1

I am trying to run a DAG of tasks using dask API for my specific application. To put it in a contrived example, I want tasks to pass out their success/failure flags and use those as the input to other tasks.

However, dask does not let me do __bool__ calls (a and b) on delayed objects. But how is it different from bitwise boolean ops (i.e. a & b).

Why is it implemented as not supported? and how hard is it to fix it locally?

I tried digging into the source code but I couldn't understand how a & b successfully returns a sub-graph of ('and_', 'a', 'b'), but a and b does not return something like ('__bool__1', 'a'), ('__bool__2', 'b'), ('and_', '__bool__1', '__bool__2').

I have provided the simplest source code to be able to re-produce the problem.

import dask
from time import sleep

@dask.delayed
def task(x, cond):
    if not cond:
        return False
    sleep(x)
    return True

def run_graph():
    task1_done = task(2, True)
    task2_done = task(1, True)
    task3_done = task(1, task2_done)

    all_done = task1_done and task3_done
    return all_done

if __name__ == '__main__':
    done = run_graph()
    dask.compute(done)

if we replace the and operation with &, it works fine.

all_done = task1_done & task3_done

This might not be an issue here, but I want to use all() and any() built in functions for a list of delayed flags and those call __bool__ internally.

1 Answers1

1

I don't know Dask personally in detail, but I suspect that it simply implements __and__ on it's objects.
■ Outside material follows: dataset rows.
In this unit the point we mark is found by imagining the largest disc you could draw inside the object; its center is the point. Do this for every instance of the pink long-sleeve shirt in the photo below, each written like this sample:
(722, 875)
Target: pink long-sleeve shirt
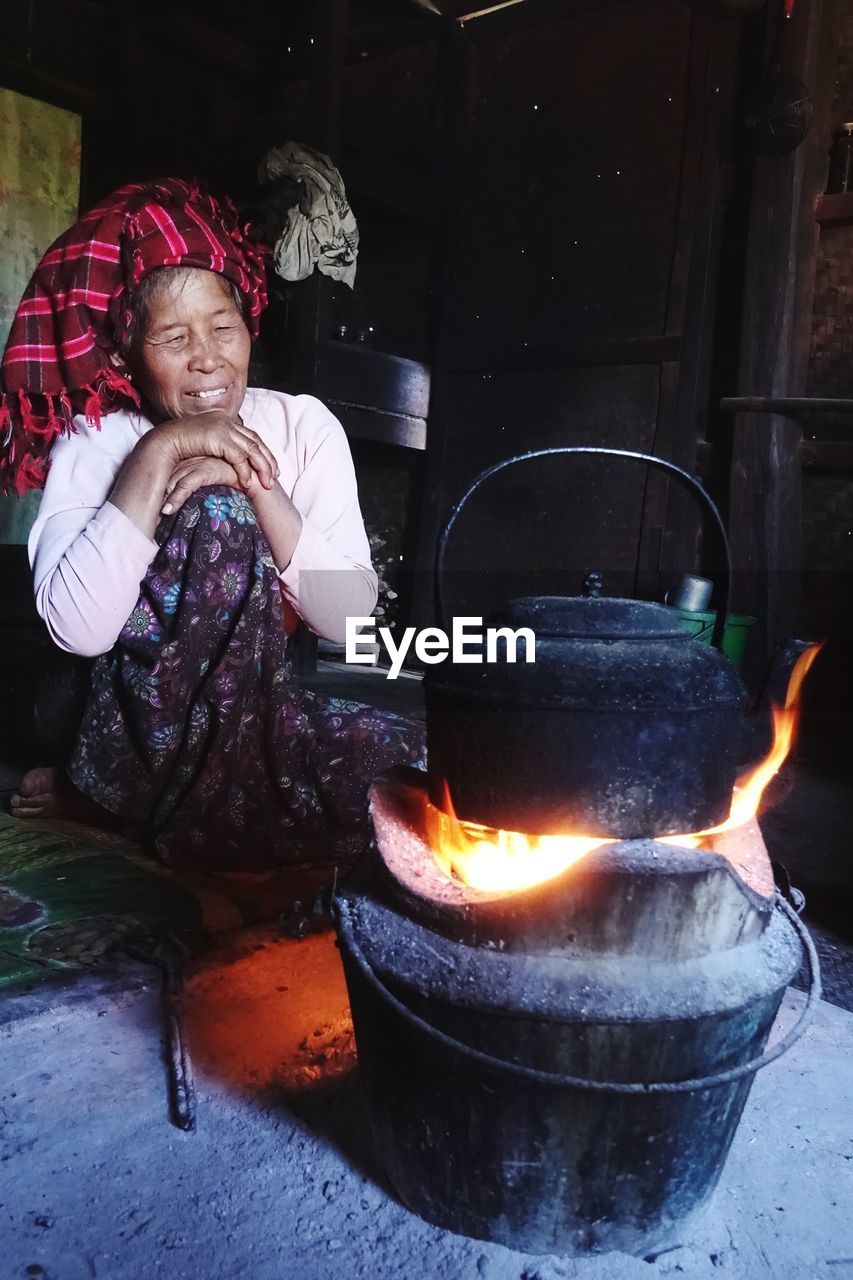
(89, 558)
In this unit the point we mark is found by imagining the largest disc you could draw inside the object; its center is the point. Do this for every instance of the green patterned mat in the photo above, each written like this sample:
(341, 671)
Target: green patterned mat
(67, 901)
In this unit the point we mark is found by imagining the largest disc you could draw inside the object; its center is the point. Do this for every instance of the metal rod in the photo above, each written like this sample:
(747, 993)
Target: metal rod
(792, 405)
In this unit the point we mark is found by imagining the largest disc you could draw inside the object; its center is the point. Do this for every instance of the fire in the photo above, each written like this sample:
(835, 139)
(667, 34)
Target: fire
(510, 860)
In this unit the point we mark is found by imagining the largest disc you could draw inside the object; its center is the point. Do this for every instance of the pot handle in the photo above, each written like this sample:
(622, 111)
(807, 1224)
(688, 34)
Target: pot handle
(533, 1075)
(670, 467)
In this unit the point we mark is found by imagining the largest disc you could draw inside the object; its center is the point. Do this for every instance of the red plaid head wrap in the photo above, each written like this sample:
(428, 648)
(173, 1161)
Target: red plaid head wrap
(77, 310)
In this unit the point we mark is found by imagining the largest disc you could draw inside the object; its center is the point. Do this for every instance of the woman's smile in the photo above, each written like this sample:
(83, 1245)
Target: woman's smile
(192, 355)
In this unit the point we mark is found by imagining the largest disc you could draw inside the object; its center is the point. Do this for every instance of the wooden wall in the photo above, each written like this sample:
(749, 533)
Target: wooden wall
(589, 187)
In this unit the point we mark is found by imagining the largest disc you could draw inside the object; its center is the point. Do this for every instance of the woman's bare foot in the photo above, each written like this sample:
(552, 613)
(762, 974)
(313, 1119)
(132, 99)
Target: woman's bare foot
(48, 794)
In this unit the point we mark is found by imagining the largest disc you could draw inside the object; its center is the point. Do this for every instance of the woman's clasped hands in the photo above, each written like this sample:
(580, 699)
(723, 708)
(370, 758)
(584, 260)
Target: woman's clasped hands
(210, 448)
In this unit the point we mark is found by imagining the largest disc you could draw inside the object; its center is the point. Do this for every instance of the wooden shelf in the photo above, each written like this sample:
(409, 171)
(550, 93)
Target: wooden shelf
(835, 210)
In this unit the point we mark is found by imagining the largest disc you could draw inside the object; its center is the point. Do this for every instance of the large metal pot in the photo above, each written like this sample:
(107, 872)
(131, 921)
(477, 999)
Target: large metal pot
(623, 726)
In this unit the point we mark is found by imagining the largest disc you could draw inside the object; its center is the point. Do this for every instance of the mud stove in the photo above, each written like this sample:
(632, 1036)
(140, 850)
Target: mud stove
(557, 1033)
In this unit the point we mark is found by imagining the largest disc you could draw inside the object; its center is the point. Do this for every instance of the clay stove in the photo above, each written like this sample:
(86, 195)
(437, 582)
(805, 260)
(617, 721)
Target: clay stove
(557, 1032)
(560, 1069)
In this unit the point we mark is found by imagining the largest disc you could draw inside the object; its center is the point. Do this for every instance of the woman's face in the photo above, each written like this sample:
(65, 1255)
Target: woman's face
(192, 350)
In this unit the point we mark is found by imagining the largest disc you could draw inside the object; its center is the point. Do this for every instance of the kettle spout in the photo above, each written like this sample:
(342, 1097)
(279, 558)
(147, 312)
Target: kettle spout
(757, 735)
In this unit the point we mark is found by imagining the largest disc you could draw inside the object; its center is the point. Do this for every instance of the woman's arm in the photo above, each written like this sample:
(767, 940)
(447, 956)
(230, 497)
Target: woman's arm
(328, 575)
(92, 543)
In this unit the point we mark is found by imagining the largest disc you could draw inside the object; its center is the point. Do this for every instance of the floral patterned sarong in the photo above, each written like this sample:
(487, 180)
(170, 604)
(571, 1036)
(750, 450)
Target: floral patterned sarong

This does not convert the object to a boolean at all. This is unlike and, or etc, which convert the object to a boolean first.
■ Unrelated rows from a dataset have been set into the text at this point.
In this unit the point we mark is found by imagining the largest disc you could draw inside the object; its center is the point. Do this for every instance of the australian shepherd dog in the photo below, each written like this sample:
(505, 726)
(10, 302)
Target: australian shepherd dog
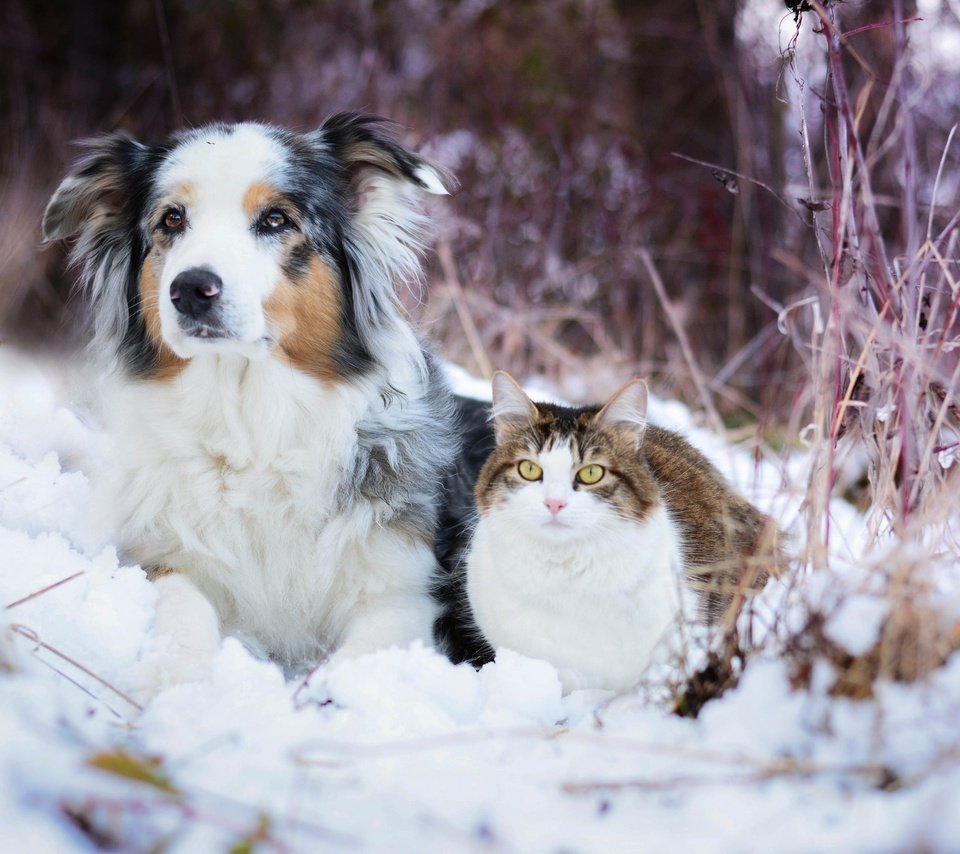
(279, 434)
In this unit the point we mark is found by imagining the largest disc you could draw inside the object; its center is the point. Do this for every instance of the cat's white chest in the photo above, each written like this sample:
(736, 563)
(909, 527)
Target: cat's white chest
(597, 607)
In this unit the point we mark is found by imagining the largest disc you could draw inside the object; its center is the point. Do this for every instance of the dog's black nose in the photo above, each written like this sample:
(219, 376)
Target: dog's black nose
(194, 291)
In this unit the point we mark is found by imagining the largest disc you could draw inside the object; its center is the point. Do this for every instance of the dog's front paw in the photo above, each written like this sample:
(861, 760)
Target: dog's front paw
(168, 664)
(184, 641)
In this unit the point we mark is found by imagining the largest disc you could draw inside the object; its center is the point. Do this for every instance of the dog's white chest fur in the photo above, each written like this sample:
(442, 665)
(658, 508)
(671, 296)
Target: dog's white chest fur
(236, 473)
(598, 608)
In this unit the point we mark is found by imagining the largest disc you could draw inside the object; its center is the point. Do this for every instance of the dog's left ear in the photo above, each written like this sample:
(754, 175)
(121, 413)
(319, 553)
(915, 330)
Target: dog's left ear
(383, 235)
(366, 142)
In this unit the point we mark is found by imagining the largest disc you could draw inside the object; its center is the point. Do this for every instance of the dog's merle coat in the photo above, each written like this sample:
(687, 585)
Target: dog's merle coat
(282, 443)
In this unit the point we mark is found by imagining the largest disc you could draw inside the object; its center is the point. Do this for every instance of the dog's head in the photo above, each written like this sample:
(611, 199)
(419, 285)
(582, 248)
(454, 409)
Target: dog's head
(246, 238)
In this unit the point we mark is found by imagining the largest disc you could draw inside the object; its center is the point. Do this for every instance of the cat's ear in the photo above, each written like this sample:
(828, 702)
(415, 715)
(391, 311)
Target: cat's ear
(626, 410)
(512, 409)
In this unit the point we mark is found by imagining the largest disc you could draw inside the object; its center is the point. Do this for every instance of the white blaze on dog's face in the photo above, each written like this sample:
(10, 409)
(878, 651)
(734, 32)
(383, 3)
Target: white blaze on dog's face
(220, 232)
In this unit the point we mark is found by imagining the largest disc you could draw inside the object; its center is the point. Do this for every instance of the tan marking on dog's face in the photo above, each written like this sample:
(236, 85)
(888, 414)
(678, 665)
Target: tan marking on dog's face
(258, 198)
(168, 364)
(305, 316)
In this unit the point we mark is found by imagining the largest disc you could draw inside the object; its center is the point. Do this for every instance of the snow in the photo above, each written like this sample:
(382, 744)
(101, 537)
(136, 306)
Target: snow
(402, 750)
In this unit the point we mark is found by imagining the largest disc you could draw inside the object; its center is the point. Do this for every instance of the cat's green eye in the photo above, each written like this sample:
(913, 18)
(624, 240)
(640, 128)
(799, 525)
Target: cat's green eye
(590, 474)
(529, 470)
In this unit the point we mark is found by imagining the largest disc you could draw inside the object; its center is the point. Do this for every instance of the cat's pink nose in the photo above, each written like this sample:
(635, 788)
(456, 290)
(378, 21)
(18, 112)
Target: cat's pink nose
(555, 505)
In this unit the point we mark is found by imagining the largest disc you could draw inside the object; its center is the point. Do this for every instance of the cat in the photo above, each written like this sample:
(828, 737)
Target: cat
(591, 523)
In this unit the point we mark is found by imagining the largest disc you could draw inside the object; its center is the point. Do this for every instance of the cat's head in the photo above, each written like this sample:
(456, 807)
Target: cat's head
(565, 473)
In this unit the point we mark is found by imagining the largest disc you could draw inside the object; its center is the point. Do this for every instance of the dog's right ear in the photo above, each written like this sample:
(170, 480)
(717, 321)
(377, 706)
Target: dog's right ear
(96, 193)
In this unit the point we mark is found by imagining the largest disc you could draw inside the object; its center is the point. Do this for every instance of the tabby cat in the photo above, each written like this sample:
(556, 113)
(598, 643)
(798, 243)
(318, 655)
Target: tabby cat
(590, 524)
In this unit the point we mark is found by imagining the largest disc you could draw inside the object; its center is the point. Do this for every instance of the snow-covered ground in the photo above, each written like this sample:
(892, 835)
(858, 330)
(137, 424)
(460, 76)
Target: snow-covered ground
(403, 751)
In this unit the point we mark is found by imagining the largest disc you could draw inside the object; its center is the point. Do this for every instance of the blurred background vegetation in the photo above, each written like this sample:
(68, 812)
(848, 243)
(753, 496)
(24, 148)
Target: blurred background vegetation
(562, 119)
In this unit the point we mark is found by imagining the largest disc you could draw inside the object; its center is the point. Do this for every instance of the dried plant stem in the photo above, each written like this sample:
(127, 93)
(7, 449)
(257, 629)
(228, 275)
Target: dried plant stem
(34, 638)
(716, 422)
(452, 283)
(46, 589)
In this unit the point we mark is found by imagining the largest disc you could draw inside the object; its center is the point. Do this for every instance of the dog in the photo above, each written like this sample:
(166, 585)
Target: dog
(279, 433)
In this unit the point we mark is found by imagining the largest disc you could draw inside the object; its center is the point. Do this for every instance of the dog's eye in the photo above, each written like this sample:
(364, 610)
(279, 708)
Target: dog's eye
(172, 219)
(273, 220)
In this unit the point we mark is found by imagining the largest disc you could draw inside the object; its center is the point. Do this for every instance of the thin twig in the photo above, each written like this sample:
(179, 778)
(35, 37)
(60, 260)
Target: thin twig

This can be quickly tested with a small test class:

In [1]: class Test: 
    ...:     def __and__(self, other): 
    ...:         print("And called!") 
    ...:         return self 
    ...:     def __bool__(self): 
    ...:         print("Bool called!") 
    ...:         return True 
    ...:                                                                                                                                                                                                                             

In [2]: a = Test()                                                                                                                                                                                                                  

In [3]: b = Test()                                                                                                                                                                                                                  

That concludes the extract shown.